Henry George: Now, whence arises this difficulty of finding employment, this seeming excess of the supply of labor over the demand for labor? With every pair of hands that come into the world, does there not come one mouth? Is there not demand enough for labor in the wants of those whose power to labor is going to waste, because they can find no use for it? Too little demand for labor! when even of those at work so many are under-fed, under-clothed, and not half-sheltered; when the great majority of men in all civilized countries are harassed by wants they are unable to supply!
from George's chapter in McNeill's "The Labor Movement; The Problem of Today" (1887)
Paul Samuelson: The problem is no longer that with every pair of hands that comes into the world there comes a hungry stomach. Rather it is that, attached to those hands are sharp elbows.

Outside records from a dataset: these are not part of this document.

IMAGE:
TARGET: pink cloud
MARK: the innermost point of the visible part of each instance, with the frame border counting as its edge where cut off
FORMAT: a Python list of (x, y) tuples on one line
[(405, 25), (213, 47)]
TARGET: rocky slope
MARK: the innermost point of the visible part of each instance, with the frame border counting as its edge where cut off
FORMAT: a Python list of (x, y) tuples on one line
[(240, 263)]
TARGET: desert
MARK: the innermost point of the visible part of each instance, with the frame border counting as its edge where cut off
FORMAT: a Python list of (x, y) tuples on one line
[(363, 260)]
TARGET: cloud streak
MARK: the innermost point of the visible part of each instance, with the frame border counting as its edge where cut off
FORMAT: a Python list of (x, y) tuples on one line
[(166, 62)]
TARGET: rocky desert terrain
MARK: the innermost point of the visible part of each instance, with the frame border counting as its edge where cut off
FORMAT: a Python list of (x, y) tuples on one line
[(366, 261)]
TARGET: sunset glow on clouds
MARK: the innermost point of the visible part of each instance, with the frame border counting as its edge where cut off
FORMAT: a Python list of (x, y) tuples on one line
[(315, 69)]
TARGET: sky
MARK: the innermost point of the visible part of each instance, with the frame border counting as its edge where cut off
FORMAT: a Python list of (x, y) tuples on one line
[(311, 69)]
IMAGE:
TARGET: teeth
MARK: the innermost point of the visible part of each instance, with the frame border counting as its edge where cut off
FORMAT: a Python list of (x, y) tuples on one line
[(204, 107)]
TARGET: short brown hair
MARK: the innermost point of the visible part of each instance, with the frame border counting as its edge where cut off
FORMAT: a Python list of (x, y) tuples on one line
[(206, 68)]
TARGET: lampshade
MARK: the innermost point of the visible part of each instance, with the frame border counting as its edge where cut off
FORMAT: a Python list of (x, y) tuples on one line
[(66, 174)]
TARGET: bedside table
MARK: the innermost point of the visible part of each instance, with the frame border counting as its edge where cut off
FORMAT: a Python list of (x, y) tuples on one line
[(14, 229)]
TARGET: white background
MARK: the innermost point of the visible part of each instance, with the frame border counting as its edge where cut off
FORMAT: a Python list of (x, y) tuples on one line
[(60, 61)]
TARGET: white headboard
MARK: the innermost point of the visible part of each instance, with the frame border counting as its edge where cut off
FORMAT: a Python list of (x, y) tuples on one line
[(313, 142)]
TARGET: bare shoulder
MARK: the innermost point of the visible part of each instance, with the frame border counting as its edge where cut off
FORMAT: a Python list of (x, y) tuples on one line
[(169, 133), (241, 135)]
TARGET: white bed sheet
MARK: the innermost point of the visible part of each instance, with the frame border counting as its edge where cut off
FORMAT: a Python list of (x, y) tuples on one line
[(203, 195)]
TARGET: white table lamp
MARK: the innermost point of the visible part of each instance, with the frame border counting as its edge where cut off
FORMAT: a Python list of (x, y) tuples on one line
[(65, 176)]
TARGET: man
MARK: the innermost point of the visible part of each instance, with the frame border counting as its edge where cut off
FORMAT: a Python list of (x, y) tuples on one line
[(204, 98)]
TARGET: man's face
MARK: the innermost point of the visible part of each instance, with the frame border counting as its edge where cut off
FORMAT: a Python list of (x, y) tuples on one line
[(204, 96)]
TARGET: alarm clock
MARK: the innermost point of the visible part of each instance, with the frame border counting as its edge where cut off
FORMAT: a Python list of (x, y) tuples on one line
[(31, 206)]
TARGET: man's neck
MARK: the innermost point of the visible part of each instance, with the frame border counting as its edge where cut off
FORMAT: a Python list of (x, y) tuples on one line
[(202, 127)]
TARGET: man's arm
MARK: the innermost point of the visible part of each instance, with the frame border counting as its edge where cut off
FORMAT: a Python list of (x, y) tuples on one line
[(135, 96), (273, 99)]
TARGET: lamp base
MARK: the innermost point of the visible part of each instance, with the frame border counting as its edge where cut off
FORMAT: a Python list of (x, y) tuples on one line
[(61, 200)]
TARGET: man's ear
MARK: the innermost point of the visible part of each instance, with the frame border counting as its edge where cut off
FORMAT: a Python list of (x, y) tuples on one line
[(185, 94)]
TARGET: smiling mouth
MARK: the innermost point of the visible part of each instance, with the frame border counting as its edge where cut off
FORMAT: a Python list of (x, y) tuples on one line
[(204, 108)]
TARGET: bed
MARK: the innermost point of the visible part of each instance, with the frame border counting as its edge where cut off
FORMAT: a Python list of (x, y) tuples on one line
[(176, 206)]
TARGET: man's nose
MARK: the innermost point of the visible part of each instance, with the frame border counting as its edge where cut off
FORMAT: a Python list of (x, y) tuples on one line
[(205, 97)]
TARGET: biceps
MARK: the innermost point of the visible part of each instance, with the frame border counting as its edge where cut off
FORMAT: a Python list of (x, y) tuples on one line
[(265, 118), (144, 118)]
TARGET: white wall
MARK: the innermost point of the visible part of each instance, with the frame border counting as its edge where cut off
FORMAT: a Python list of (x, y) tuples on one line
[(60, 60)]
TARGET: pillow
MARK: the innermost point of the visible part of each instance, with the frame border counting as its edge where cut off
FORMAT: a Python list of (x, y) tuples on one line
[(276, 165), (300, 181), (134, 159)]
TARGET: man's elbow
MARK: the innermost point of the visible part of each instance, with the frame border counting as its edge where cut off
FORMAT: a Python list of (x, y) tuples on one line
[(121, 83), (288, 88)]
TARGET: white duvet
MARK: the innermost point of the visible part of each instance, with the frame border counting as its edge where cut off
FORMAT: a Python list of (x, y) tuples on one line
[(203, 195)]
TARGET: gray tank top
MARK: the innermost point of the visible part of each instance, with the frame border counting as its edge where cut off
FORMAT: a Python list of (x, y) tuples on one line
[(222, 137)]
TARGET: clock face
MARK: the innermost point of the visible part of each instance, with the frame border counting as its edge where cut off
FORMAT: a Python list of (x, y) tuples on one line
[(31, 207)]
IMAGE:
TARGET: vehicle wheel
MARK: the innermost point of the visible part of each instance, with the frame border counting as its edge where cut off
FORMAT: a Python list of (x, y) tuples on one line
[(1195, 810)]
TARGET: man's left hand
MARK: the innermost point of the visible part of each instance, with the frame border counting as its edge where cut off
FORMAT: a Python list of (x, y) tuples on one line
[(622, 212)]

-- Paul A. Samuelson, Newsweek, 12 June 1967
[LVTfan: Henry George recognized how wise taxation could blunt the force of those sharp elbows! I'm not sure George regarded the empty stomach as a problem, rather simply a statement of fact.]
What constitutes the rightful basis of property? What is it that enables a man justly to say of a thing, "It is mine?" From what springs the sentiment which acknowledges his exclusive right as against all the world? Is it not, primarily, the right of a man to himself to the use of his own powers, to the enjoyment of the fruits of his own exertions? Is it not this individual right, which springs from and is testified to by the natural facts of individual organization — the fact that each particular pair of hands obey a particular brain and are related to a particular stomach; the fact that each man is a definite, coherent, independent whole — which alone justifies individual ownership? As a man belongs to himself, so his labor when put in concrete form belongs to him.
And for this reason, that which a man makes or produces is his own, as against all the world — to enjoy or to destroy, to use, to exchange, or to give. No one else can rightfully claim it, and his exclusive right to it involves no wrong to any one else. Thus there is to everything produced by human exertion a clear and indisputable title to exclusive possession and enjoyment, which is perfectly consistent with justice, as it descends from the original producer, in whom it vested by natural law. The pen with which I am writing is justly mine. No other human being can rightfully lay claim to it, for in me is the title of the producers who made it. It has become mine, because transferred to me by the stationer, to whom it was transferred by the importer, who obtained the exclusive right to it by transfer from the manufacturer, in whom, by the same process of purchase, vested the rights of those who dug the material from the ground and shaped it into a pen. Thus, my exclusive right of ownership in the pen springs from the natural right of the individual to the use of his own faculties.
-- Progress and Poverty (1879)
Free Labor argues that, as the Author of man makes every individual with one head and one pair of hands, it was probably intended that heads and hands should cooperate as friends; and that that particular head, should direct and control that particular pair of hands. As each man has one mouth to be fed, and one pair of hands to furnish food, it was probably intended that that particular pair of hands should feed that particular mouth -- that each head is the natural guardian, director, and protector of the hands and mouth inseparably connected with it; and that being so, every head should be cultivated, and improved, by whatever will add to its capacity for performing its charge. In one word Free Labor insists on universal education.
-- Address before the Wisconsin State Agricultural Society, Milwaukee, Wisconsin, September 30, 1859
LVTfan here: "it was probably intended that that particular pair of hands should feed that particular mouth" hmmm. What of the children?